10.     MISCELLANEOUS PROVISIONS.

        (a)     NO DUTY TO MITIGATE. Employee shall not be required to mitigate
                the amount of any payment contemplated by this Agreement
                (whether by seeking new employment or in any other manner), nor,
                except as otherwise provided in this Agreement, shall any such
                payment be reduced by any earnings that Employee may receive
                from any other source.

        (b)     AMENDMENTS AND WAIVERS. Any term of this Agreement may be
                amended or waived only with the written consent of the parties.

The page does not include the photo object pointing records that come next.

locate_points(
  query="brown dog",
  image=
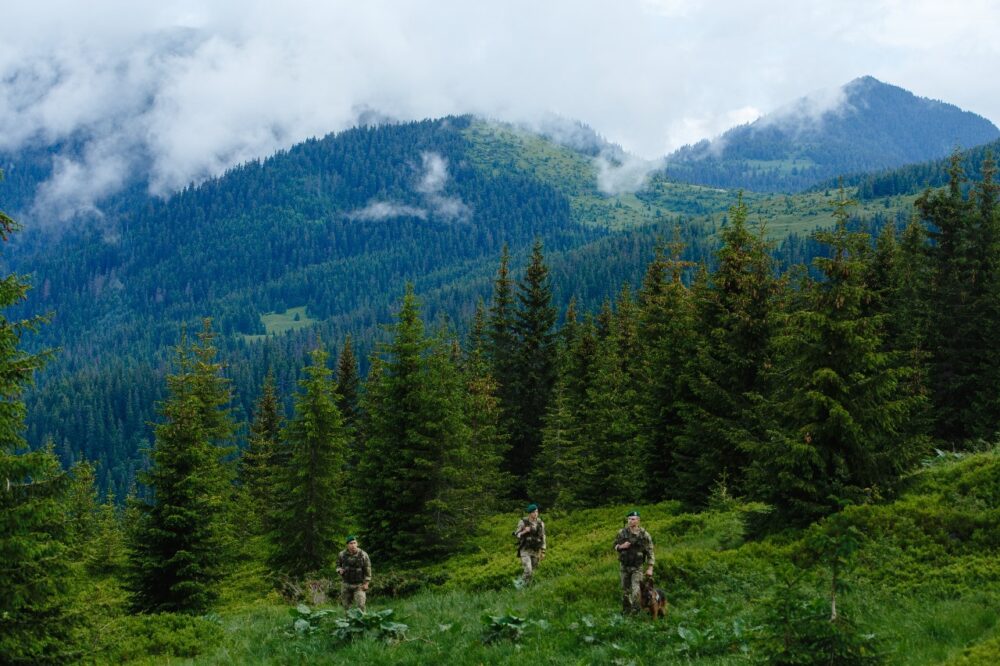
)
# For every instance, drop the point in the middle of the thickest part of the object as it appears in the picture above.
(652, 598)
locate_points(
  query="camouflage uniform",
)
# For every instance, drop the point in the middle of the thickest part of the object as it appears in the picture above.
(357, 571)
(530, 546)
(632, 561)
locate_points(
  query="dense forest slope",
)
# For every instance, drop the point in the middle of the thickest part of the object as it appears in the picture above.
(319, 241)
(872, 126)
(919, 584)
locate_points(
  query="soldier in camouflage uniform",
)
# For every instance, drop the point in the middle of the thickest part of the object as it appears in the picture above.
(355, 571)
(635, 549)
(530, 535)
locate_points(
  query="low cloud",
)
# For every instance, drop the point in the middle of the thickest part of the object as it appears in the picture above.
(430, 185)
(809, 111)
(623, 173)
(384, 210)
(185, 90)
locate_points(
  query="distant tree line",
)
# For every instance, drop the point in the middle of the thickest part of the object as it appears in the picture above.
(805, 390)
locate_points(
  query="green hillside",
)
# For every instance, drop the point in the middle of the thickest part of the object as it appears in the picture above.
(920, 586)
(872, 126)
(123, 290)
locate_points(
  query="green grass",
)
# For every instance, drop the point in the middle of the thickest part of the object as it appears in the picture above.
(925, 583)
(276, 323)
(497, 148)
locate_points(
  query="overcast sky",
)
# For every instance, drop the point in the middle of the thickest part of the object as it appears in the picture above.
(183, 90)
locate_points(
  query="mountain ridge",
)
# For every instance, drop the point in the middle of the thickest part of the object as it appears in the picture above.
(869, 125)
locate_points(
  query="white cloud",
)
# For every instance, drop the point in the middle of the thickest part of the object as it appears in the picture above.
(186, 89)
(384, 210)
(430, 185)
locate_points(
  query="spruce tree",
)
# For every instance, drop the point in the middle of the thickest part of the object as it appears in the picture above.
(180, 543)
(34, 567)
(613, 433)
(535, 362)
(667, 328)
(839, 417)
(348, 401)
(348, 386)
(736, 321)
(416, 444)
(500, 350)
(106, 553)
(310, 513)
(261, 460)
(560, 476)
(955, 336)
(81, 508)
(488, 440)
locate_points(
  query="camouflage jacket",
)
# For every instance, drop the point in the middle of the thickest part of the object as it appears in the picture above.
(534, 539)
(640, 552)
(357, 567)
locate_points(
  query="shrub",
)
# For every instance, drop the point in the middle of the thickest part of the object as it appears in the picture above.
(163, 635)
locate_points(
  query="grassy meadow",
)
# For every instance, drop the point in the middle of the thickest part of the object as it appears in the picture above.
(920, 585)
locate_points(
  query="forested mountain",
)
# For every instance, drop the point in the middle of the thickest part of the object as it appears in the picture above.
(540, 340)
(329, 230)
(914, 178)
(317, 242)
(872, 125)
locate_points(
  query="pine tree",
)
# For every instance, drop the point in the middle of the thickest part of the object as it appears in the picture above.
(81, 508)
(310, 516)
(667, 327)
(501, 348)
(348, 401)
(560, 476)
(180, 544)
(488, 441)
(954, 334)
(106, 553)
(260, 461)
(736, 321)
(613, 432)
(34, 574)
(839, 416)
(416, 444)
(535, 359)
(348, 386)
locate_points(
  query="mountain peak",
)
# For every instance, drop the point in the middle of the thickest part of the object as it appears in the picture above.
(863, 125)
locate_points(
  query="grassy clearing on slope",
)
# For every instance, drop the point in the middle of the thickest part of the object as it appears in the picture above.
(276, 323)
(925, 582)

        (c)     SOLE AGREEMENT. This Agreement, including any exhibits hereto,
                constitutes the sole agreement of the parties and supersedes
                all oral negotiations and prior writings with respect to the
                subject matter hereof, including the Employment Agreement, dated
                May 30, 2001 between the Company and Employee.

        (d)     NOTICES. Any notice required or permitted by this Agreement
                shall be in writing and shall be deemed sufficient upon receipt,
                when delivered personally or by a nationally-recognized delivery
                service (such as Federal Express or UPS), or 48 hours after
                being deposited in the U.S. mail as certified or registered mail
                with postage prepaid, if such notice is addressed to the party
                to be notified at such party's address as set forth below or as
                subsequently modified by written notice.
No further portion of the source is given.